Effect of Bilateral Erector Spinae Plan Block in Colorectal Surgery

Ondokuz Mayıs University

Status

Completed

Conditions

Pain, Postoperative

Treatments

Procedure: Only general anesthesia

Procedure: Erector spina plane block + general anesthesia

Study type

Interventional

Funder types

Other

Identifiers

NCT05256953

CRCESP140619

Details and patient eligibility

About

In this study, it was aimed to evaluate the effects erector spina plane block (ESPB) on postoperative opioid consumption in the first 24 hours and pain scores after colorectal surgery.

Full description

Colorectal surgery can be applied for many reasons, among these reasons, colorectal cancer (CRC) takes the first place. With the understanding of the pathophysiological effects of analgesics better, the use of regional techniques in providing analgesia for patients undergoing colorectal cancer surgery has come to the fore. Depending on the surgical procedure, pain faced by patients is an important problem that must be deal with in the postoperative period.

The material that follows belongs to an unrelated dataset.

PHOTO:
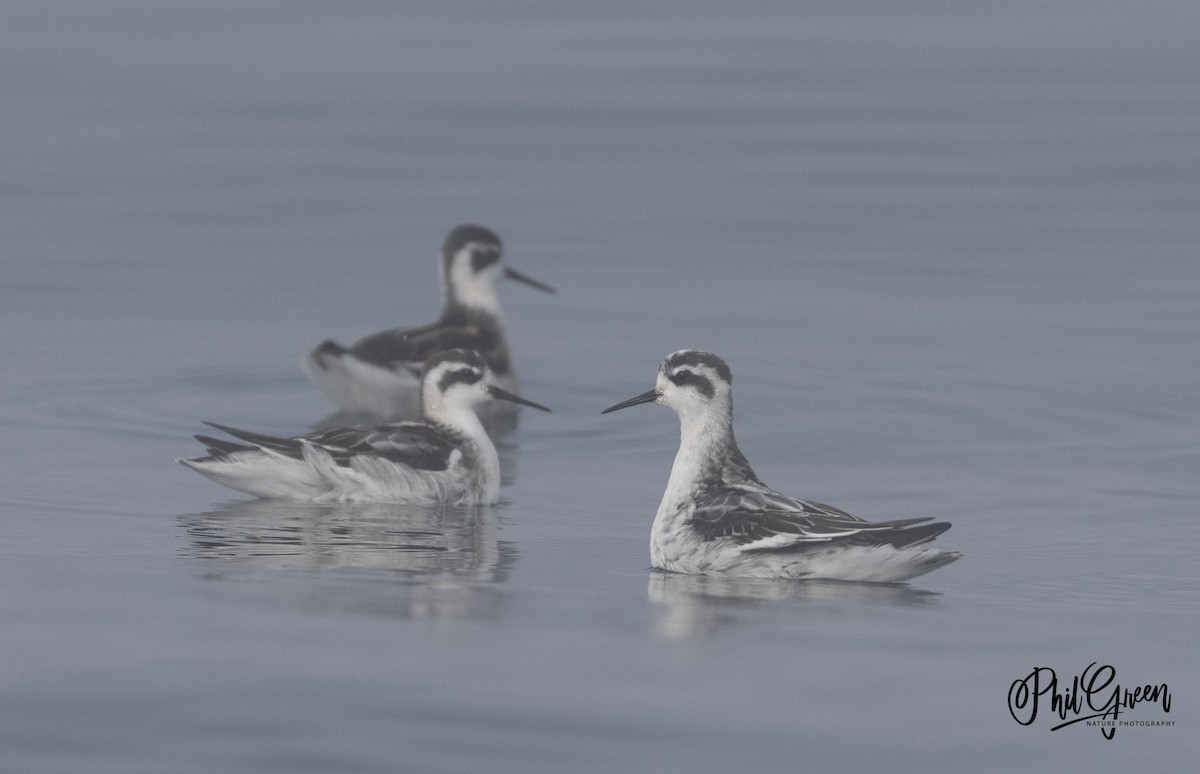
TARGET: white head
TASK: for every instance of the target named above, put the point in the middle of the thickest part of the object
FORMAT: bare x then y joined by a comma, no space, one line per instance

In this study, the hypothesis was determined as "Pre-operatively, erector spina plane block (ESPB) performed as part of multimodal analgesia reduces postoperative morphine consumption and pain scores."

The patients were divided into two groups :

Group ESP (erector spinae plan):

In this group, patients will be administered bilateral ESPB (total of 40 ml, %0.25 bupivacaine) in addition to IV morphine patient-controlled analgesia (PCA) for the first 24 postoperative hours.

Group GA (general anesthesia):

In this group, patients will be administered only IV morphine patient-controlled analgesia (PCA) for the first 24 postoperative hours.

Enrollment

60 patients

Sex

All

Ages

18 to 65 years old

Volunteers

No Healthy Volunteers

Inclusion criteria

Patients aged between 18 and 65 years
ASA I , II patients
BMI<35 kg/m2 (body weight <100 kg , >45 kg)
Patients who underwent colorectal surgery

Exclusion criteria

Patients who underwent abdominoperineal resection
Patients who were evaluated as unsuccessful block in the dermatomal examination performed after the block was applied.
Patients diagnosed with OSAS
Pregnancy and breastfeeding
Contraindication of regional anesthesia (coagulopathy, abnormal INR, thrombocytopenia, infection at the injection site)
Hypersensitivity to local anesthetics or a history of allergy
Patients with a history of opioid use longer than four weeks
Patients with severe psychiatric diseases such as psychosis or dementia that limit cooperation with the patient.
Patients with anatomic deformity ( advanced scoliosis and kyphotic patients. Patients with pectus carinatum and pectus excavatum-like chest deformity )
Patients who do not want to participate
Patients who have had previous colorectal surgery, excluding diagnostic biopsies
Patients who could not be reached by phone to inquire about their pain score at 3rd month.